What is nominal data and what is it used for? How is it collected and analyzed? Learn everything you need to know in this guide.
There are many different industries and career paths that involve working with data—including psychology, marketing, and, of course, data analytics. If you’re working with data in any capacity, there are four main data types (or levels of measurement) to be aware of: nominal, ordinal, interval, and ratio. Here, we’ll focus on nominal data.
We’ll briefly introduce the four different types of data, before defining what nominal data is and providing some examples. We’ll then look at how nominal data can be collected and analyzed. If you want to skip ahead to a specific section, just use the clickable menu.
- An introduction to the four different types of data
- Nominal data definition
- Key characteristics of nominal data
- Nominal data examples
- How is nominal data collected and what is it used for?
- Nominal data analysis
- Key takeaways and next steps
Ready for a complete introduction to nominal data? Let’s go.
1. The four different types of data (or levels of measurement)
When we talk about the four different types of data, we’re actually referring to different levels of measurement. Levels (or scales) of measurement indicate how precisely a variable has been recorded. The level of measurement determines how and to what extent you can analyze the data.
The four levels of measurement are nominal, ordinal, interval, and ratio, with nominal being the least complex and precise measurement, and ratio being the most. In the hierarchy of measurement, each level builds upon the last. So:
- Nominal data denotes labels or categories (e.g. blonde hair, brown hair).
- Ordinal data refers to data that can be categorized and also ranked according to some kind of order or hierarchy (e.g. low income, medium income, high income). Learn more about ordinal data in this guide.
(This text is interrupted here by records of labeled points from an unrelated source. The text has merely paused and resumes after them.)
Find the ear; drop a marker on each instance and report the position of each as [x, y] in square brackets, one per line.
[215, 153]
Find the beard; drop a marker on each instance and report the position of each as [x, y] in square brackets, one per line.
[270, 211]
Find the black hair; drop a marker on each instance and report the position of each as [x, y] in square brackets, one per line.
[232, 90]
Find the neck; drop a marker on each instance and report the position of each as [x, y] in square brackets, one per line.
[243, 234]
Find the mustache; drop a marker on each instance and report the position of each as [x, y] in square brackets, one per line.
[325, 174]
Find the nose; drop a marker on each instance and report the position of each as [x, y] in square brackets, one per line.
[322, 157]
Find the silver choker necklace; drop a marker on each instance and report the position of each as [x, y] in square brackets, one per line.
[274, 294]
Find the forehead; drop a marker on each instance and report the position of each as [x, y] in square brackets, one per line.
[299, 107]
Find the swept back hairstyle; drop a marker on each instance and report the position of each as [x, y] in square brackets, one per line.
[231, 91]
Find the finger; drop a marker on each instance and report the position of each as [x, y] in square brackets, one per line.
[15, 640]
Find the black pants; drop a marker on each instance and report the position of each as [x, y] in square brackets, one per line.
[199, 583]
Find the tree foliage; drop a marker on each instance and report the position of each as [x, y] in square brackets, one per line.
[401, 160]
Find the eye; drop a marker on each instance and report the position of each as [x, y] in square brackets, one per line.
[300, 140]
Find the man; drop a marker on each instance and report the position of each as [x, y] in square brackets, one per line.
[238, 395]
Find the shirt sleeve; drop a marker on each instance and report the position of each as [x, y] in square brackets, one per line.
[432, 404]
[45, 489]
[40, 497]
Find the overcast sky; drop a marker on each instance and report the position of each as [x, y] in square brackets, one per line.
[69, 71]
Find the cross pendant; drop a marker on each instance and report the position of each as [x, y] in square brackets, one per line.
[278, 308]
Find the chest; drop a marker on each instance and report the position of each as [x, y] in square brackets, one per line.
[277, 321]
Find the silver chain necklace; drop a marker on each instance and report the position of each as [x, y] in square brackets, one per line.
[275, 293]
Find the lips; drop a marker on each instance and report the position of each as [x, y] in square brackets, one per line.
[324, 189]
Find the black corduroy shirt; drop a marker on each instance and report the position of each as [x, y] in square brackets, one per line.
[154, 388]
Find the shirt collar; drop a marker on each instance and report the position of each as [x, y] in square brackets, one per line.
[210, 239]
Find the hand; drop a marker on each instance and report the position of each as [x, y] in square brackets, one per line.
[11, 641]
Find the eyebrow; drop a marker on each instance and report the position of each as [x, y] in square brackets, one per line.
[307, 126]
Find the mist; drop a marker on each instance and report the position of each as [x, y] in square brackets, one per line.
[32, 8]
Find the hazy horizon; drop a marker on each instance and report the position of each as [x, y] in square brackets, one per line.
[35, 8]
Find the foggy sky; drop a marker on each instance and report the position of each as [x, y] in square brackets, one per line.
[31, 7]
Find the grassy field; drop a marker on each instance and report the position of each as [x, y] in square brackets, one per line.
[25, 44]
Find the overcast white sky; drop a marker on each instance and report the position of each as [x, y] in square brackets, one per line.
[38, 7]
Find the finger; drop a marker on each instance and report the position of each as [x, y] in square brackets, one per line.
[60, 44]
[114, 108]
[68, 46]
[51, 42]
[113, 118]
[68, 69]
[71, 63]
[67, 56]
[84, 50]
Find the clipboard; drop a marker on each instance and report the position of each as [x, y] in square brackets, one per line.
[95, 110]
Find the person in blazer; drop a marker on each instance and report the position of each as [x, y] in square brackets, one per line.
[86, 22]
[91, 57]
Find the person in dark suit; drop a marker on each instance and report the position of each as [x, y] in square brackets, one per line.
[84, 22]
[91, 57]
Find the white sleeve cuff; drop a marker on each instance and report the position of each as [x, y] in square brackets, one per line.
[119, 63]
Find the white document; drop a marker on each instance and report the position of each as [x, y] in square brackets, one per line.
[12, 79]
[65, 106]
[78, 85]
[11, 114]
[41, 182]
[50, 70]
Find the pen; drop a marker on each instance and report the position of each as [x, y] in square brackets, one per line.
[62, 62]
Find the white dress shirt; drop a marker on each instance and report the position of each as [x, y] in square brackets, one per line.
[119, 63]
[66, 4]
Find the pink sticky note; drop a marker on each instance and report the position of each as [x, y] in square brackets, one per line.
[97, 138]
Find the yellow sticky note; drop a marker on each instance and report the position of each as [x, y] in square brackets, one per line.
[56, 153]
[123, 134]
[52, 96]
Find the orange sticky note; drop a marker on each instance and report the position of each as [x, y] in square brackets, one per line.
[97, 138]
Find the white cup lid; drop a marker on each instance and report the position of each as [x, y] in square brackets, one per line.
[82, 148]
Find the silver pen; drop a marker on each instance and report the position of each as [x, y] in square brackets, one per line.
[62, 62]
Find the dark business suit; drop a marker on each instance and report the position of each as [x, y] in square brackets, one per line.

- Interval data can be categorized and ranked just like ordinal data, and there are equal, evenly spaced intervals between the categories (e.g. temperature in Fahrenheit). Learn more in this complete guide to interval data.
- Ratio data is just like interval data in that it can be categorized and ranked, and there are equal intervals between the data points. Additionally, ratio data has a true zero. Weight in kilograms is an example of ratio data; if something weighs zero kilograms, it truly weighs nothing. On the other hand, a temperature of zero degrees doesn’t mean there is “no temperature”—and that’s the difference between interval and ratio data. You’ll find a complete guide to ratio data here.
You can learn more in this comprehensive guide to the levels of measurement (with examples).
What do the different levels of measurement tell you?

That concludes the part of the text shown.